Der Morgen ist mit ein bisschen Zeit online, etwas Plaudern mit meinem Mann und einem Gang zum Café rumgegangen. Ich hatte beim Losgehen kurz überlegt, ob ich mir im Café etwas zu trinken gönne, aber es war so voll, dass ich froh war, dass ich nach ein paar Minuten wieder rausgehen konnte. Das Wetter ist gerade genau richtig für mich zum Spazierengehen: Bei dem kurzen Gang habe ich mich über Regen, Schneeregen und Hagel freuen können (und nur drei andere Personen auf der Straße gesehen). Als ich wieder zuhause war, habe ich eine gemütliche Runde „Animal Crossing“ gespielt und dabei weiter mit meinem Mann geplaudert und jetzt mache ich mir erst einmal Frühstück, bevor ich dann zum Buch greife.
Update 14:00 Uhr
Seit dem letzten Update habe ich eigentlich nichts anderes gemacht als zu frühstücken und in „Royal Tea Service“ zu lesen. Ich hatte im vergangenen Jahr schon eine Rezension zu „A Coup of Tea“, dem ersten Band der Trilogie, geschrieben und kann im Prinzip sagen, dass Casey Blair die Atmosphäre des ersten Romans auch in den beiden Fortsetzungen aufrecht erhalten hat. Allerdings wird die Handlung im Laufe der Zeit immer politischer, weil es Elemente rund um die Stadt, in der die Protagonistin ein Zuhause gefunden hat, gibt, die wichtig für die weitere Entwicklung des ganzen Landes sind. Trotzdem dreht sich die Geschichte weiterhin um Miyara und ihren Versuch ein Leben aufzubauen, in der sie all ihre Fähigkeiten zum Wohl ihrer Mitmenschen einsetzen kann (ohne sich selbst dabei zu vergessen). Ich mochte es im ersten Band sehr, wie Miyara herausfinden musste, wer sie ist, wenn sie keine Prinzessin mehr ist, und wie sie ihr Wissen einsetzen kann, um nicht nur zu überleben, sondern auch eine zufriedenstellende Aufgabe für sich zu finden.
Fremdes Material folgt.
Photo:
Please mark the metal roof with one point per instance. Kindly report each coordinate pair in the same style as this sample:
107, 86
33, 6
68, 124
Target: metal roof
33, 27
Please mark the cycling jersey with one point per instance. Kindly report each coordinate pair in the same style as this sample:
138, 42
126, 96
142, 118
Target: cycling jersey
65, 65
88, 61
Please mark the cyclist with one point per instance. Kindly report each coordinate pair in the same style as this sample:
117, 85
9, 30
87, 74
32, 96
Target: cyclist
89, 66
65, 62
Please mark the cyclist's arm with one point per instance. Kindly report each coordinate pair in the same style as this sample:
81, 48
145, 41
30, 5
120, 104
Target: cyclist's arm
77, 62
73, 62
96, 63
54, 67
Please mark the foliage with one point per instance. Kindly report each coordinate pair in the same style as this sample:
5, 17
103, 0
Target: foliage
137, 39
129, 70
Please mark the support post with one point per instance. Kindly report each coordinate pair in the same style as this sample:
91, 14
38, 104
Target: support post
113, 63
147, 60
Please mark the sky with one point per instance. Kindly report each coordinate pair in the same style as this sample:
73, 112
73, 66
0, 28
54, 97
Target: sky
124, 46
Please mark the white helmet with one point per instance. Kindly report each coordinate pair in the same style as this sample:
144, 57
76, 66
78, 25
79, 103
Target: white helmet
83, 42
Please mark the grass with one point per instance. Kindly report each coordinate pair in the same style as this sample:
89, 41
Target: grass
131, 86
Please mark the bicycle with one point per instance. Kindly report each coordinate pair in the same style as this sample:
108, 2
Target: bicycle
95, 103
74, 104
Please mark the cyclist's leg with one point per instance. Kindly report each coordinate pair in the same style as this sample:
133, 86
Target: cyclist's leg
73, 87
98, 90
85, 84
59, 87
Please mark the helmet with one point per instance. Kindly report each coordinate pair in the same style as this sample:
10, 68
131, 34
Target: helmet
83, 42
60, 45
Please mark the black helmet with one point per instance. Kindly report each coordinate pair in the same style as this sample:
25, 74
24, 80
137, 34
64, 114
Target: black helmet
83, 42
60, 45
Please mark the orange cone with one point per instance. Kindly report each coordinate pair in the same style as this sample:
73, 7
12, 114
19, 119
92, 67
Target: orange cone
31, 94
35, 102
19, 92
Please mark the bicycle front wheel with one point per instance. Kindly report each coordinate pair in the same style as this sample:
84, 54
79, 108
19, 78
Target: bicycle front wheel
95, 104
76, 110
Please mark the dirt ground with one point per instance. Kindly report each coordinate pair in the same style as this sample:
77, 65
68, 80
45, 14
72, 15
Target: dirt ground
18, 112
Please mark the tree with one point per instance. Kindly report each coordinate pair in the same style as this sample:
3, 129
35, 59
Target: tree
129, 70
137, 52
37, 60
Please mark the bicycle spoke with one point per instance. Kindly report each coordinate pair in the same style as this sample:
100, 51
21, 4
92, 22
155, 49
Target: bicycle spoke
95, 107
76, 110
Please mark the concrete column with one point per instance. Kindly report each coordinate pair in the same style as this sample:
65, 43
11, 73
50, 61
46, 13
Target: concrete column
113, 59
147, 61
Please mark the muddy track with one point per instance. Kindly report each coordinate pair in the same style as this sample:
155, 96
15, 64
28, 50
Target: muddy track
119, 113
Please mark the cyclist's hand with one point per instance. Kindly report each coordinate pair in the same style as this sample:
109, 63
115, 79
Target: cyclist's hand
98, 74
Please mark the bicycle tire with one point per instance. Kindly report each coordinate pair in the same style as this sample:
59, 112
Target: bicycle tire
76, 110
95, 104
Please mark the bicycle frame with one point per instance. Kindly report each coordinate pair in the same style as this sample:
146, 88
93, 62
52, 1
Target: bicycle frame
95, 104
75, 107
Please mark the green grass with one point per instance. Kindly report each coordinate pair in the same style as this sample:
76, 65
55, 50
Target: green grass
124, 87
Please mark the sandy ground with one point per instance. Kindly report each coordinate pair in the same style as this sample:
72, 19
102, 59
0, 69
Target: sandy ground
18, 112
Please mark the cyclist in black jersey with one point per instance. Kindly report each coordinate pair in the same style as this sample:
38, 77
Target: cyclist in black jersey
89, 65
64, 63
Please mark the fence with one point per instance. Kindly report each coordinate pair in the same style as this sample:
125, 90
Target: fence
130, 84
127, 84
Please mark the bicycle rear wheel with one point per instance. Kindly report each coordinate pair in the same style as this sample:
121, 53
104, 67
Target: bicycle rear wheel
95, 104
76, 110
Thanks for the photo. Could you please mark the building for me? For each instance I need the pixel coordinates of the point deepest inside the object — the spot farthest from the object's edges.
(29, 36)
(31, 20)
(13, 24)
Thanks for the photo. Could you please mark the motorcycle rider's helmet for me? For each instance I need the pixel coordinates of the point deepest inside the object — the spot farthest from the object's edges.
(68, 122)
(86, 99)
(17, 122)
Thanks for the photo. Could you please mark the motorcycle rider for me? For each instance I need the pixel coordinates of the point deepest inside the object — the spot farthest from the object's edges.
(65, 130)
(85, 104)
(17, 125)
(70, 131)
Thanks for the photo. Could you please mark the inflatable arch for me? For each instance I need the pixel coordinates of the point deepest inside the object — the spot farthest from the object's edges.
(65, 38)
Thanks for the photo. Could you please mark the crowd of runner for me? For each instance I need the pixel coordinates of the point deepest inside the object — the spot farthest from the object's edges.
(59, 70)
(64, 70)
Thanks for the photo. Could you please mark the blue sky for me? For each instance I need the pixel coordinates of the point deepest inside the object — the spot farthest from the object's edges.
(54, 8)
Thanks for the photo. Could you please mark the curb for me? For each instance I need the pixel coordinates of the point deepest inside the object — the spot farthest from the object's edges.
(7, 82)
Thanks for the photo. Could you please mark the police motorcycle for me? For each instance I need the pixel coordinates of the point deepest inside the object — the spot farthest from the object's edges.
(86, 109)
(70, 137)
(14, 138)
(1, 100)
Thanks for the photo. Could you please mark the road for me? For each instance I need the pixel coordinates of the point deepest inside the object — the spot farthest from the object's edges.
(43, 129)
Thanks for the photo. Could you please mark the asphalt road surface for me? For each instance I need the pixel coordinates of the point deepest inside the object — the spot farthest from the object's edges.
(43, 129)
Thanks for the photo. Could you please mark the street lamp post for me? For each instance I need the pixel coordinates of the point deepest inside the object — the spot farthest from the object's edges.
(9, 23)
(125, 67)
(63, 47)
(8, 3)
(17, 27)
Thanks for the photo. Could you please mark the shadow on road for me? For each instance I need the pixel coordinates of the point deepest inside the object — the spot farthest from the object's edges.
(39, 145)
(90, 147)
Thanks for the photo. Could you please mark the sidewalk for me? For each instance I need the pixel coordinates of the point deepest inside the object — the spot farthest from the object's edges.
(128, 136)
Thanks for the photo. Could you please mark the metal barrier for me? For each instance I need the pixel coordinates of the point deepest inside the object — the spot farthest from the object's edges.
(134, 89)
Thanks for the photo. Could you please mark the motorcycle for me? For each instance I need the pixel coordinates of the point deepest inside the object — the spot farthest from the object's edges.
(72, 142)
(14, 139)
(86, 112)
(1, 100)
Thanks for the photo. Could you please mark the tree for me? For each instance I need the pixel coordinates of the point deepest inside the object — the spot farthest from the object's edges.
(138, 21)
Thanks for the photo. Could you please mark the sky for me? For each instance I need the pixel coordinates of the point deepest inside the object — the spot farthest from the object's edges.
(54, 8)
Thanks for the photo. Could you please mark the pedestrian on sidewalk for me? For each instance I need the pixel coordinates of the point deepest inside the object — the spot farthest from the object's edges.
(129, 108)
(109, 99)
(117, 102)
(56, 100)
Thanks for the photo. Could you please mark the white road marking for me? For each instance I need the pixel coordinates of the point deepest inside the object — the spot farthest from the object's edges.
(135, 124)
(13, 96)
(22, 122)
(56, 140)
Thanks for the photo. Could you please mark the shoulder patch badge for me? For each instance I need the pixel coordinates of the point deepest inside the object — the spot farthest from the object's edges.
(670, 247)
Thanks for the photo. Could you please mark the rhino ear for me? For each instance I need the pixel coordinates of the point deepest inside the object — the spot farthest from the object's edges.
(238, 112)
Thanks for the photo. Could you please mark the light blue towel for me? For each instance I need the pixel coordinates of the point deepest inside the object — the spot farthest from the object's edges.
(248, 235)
In Band zwei ging es dann vor allem darum diesen Weg, den die Protagonistin für sich gefunden hatte, vor äußeren Einflüssen zu verteidigen, und im aktuellen Band hat Miyara die Möglichkeit auch wieder ihren Schwestern näher zu kommen und gleichzeitig den Gefahren durch die feindlichen Nachbarländer auf eine Weise entgegen zu treten, die das Land hoffentlich in einen langfristigen Frieden führt. Das klingt jetzt alles größer und dramatischer als es ist, denn bislang kichere ich ständig, während Miyara ihren älteren Schwestern zeigt, was sie alles fern vom Palast gelernt hat, und sie so dazu zwingt herauszufinden, wer sie – abgesehen von ihrer Prinzessinen-Rolle – eigentlich sind. Ich habe gerade wirklich viel Spaß mit meinem Buch, werde jetzt aber erst einmal zu „This Poison Heart“ wechseln, um das „Tageslicht“ zum Lesen der relativ kleinen Druckschrift zu nutzen.
Update 17:00 Uhr

Nach dem letzten Update habe ich wirklich erst einmal zu „This Poison Heart“ gegriffen. Ich habe das Buch vor kurzem in einem Video mit Büchern, die für den Frühling passen, gefunden. Die Youtuberin meinte, dass das Blumen-/Pflanzenthema frühlingshaft sein müsste, aber für mich fühlt es sich mehr nach Sommer an. Die Geschichte dreht sich um Briseis (Bri), die mit ihren beiden Adoptivmüttern im heutigen Brooklyn lebt. Seit Jahren versucht Bri – mehr oder weniger erfolgreich – vor ihrer Umgebung zu verbergen, dass sie über Pflanzenmagie verfügt. Als sie von der Schwester ihrer leiblichen Mutter ein Anwesen mit einem großen Grundstück drumherum erbt, scheint das die perfekte Gelegenheit zu sein mehr über ihre ungewöhnlichen Fähigkeiten herauszufinden. Ich habe gerade erst das erste Drittel der Geschichte gelesen und das Gefühl, ich weiß bislang nicht viel mehr als der Klappentext verrät. Aber „This Poison Heart“ ist ein Buch, bei dem ich Spaß daran habe es langsam zu lesen, bei dem ich die Mischung aus rätselhaften Elementen rund um Bris leiblicher Familie, Beschreibungen des vernachlässigten Hauses der verstorbenen Tante und den liebevollen Umgang zwischen Bri und ihren Adoptivmüttern genieße.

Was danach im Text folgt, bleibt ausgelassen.